Whatsoever their estates be, their houses must be fair. Therefore from Amsterdam they have banisht seacoale, lest it soyl their buildings, of which the statelier sort are sometimes sententious, and in the front carry some conceit of the Owner. As to give you a taste in these.

Christus Adjutor Meus;
Hoc abdicato Perenne Quero;
Hic Medio tuitus Itur.

Every door seems studded with Diamonds. The nails and hinges hold a constant brightnesse, as if rust there was not a quality incident to Iron. Their houses they keep cleaner than their bodies; their bodies than their souls. Goe to one, you shall find the Andirons shut up in net-work. At a second, the Warming-pan muffled in Italian Cutworke. At a third the Sconce clad in Cambrick.

The absence of any lively traffic on the canals, as in Venice, has this compensation, that the surface is left untroubled the more minutely to mirror the houses and trees, and, at night, the tramcars on the bridges. The lights of these cars form the most vivid reflections that I can recollect. But the quiet reproduction of the stately black façades is the more beautiful thing.
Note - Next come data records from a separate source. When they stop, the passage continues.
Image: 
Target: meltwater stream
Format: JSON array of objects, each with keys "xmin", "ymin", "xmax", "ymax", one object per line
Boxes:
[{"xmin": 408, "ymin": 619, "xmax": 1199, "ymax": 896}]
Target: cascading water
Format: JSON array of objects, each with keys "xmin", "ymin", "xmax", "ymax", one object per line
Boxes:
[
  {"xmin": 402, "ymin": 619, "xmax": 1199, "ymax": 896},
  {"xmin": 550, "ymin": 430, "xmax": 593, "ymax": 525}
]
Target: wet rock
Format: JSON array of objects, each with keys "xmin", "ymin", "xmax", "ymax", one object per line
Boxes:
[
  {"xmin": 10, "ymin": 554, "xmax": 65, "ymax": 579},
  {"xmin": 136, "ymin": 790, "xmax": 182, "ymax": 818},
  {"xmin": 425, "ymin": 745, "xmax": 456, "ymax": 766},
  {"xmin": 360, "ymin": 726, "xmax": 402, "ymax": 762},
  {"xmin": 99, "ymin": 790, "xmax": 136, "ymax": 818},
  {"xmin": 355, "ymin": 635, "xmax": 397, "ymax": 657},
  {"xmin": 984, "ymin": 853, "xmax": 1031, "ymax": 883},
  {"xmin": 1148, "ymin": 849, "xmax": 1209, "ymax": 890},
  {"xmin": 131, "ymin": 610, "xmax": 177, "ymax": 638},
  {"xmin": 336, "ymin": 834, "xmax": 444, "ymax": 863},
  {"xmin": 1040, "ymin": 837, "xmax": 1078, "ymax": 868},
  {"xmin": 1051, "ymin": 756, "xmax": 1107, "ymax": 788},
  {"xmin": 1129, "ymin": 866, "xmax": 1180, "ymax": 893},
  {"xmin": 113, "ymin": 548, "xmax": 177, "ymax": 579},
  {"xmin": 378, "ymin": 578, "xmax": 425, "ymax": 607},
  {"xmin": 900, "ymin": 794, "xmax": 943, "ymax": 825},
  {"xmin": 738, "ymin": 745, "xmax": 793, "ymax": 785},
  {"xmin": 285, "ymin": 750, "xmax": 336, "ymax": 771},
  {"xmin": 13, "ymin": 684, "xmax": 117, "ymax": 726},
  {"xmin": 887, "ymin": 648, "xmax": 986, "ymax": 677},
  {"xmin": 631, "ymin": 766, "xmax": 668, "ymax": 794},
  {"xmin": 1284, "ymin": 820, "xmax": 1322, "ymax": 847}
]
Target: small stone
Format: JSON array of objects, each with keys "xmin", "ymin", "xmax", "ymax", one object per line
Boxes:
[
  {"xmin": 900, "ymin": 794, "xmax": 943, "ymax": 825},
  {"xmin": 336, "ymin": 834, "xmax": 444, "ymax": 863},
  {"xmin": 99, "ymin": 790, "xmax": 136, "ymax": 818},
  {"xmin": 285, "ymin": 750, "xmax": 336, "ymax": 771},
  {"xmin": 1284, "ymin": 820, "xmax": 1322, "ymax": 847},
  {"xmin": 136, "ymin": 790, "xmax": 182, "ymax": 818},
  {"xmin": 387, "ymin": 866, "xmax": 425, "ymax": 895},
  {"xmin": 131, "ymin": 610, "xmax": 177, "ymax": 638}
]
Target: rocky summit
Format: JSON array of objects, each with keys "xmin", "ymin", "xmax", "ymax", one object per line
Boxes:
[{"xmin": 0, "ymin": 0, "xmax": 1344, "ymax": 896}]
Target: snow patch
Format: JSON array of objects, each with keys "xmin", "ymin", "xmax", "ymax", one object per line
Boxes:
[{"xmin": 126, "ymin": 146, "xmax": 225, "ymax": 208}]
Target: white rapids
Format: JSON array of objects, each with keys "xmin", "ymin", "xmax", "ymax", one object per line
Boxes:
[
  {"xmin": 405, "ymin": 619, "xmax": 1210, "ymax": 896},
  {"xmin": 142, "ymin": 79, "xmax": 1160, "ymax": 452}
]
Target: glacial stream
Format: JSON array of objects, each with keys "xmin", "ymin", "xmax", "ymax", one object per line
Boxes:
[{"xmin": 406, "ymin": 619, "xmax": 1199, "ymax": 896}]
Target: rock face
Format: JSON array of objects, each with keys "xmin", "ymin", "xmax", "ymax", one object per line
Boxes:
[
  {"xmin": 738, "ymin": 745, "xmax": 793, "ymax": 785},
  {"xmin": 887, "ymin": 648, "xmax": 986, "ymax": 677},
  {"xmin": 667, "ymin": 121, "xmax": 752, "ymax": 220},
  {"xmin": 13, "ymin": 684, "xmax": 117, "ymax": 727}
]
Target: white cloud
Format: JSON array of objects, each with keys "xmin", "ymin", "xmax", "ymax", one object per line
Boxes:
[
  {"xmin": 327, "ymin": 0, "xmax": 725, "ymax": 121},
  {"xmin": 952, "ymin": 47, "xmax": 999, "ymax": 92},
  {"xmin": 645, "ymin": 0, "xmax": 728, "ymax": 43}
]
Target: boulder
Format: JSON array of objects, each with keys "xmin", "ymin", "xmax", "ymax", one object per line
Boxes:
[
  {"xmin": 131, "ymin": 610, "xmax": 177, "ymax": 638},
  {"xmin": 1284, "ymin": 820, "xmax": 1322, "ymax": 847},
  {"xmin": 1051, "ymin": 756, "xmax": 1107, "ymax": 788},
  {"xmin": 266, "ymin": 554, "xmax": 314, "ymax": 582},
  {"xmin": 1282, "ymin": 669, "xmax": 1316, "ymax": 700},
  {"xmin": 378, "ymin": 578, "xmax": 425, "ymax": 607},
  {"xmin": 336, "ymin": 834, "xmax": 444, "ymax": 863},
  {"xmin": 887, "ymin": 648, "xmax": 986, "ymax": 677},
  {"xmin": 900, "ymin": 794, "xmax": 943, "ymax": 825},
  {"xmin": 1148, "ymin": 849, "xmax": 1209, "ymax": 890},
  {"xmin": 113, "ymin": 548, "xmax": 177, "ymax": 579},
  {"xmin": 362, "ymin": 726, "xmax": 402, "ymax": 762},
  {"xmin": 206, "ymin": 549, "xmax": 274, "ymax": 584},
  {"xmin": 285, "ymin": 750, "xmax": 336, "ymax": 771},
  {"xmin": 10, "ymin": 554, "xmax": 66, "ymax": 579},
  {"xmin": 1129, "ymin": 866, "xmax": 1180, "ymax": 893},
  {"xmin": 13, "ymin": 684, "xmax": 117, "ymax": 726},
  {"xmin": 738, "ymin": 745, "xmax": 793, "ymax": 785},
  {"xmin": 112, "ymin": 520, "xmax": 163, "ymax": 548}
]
An added dignity and repose are noticeable. I said just now that one desired to learn the secret of the calm life of these ancient grachts. But the secret of the actual houses of fact is as nothing compared with the secret of those other houses, more sombre, more mysterious, more reserved, that one sees in the water. To penetrate their impressive doors were an achievement, a distinction, indeed! With such a purpose suicide would lose half its terrors.

For the greatest contrast to these black canals, you must seek the Kalverstraat and Warmoes Straat. Kalverstraat, running south from the Dam, is by day filled with shoppers and by night with gossipers. No street in the world can be more consistently busy. Damrak is of course always a scene of life, but Damrak is a thoroughfare—its population moving continually either to or from the station. But those who use the Kalverstraat may be said almost to live in it. To be there is an end in itself. Warmoes Straat, parallel with Damrak on the other side of the Bourse, behind the Bible Hotel, is famous for its gigantic restaurant—the hugest in Europe, I believe—the Krasnapolsky, a palace of bewildering mirrors, and for concert halls and Page 157other accessories of the gayer life. But this book is no place in which to enlarge upon the natural history of Warmoes Straat and its southern continuation, the Nes.

For the principal cafés, as distinguished from restaurants, you must seek the Rembrandt’s Plein, in the midst of which stands the master’s statue. The pavement of this plein on Sunday evening in summer is almost impassable for the tables and chairs that spread over it and the crowds overflowing from Kalverstraat.

But there is still to be mentioned a district of Amsterdam which from the evening of Friday until the evening of Saturday is more populous even than Kalverstraat. This is the Jews’ quarter, which has, I should imagine, more parents and children to the square foot than any residential region in Europe. I struggled through it at sundown one fine Saturday—to say I walked through it would be too misleading—and the impression I gathered of seething vivacity is still with me. These people surely will inherit the earth.

Spinoza was a child of this Ghetto: his birthplace at 41 Waterloo Plein is still shown; and Rembrandt lived at No. 4 Jodenbree Straat for sixteen years.

A large number of the Amsterdam Jews are diamond cutters and polishers. You may see in certain cafés dealers in these stones turning over priceless little heaps of them with the long little finger-nail which they preserve as a scoop.

Amsterdam may be a city builded on the sand; but none the less will it endure. Indeed the sand saves it; for it is in the sand that the wooden piles on which every house rests find their footing, squelching through the black mud to this comparative solidity. Some of the piles are as long as 52 ft., and watching them being driven in, it is impossible Page 158to believe that stability can ever be attained, every blow of the monkey accounting for so very many inches. When one watches pile-driving in England it is difficult to see the effect of each blow; but during the five or fewer minutes that I spent one day on Damrak observing the preparation for the foundations of a new house, the pile must have gone in nearly a foot each time, and it was very near the end of its journey too. In course of years the black brackish mud petrifies not only the piles but the wooden girders that are laid upon them.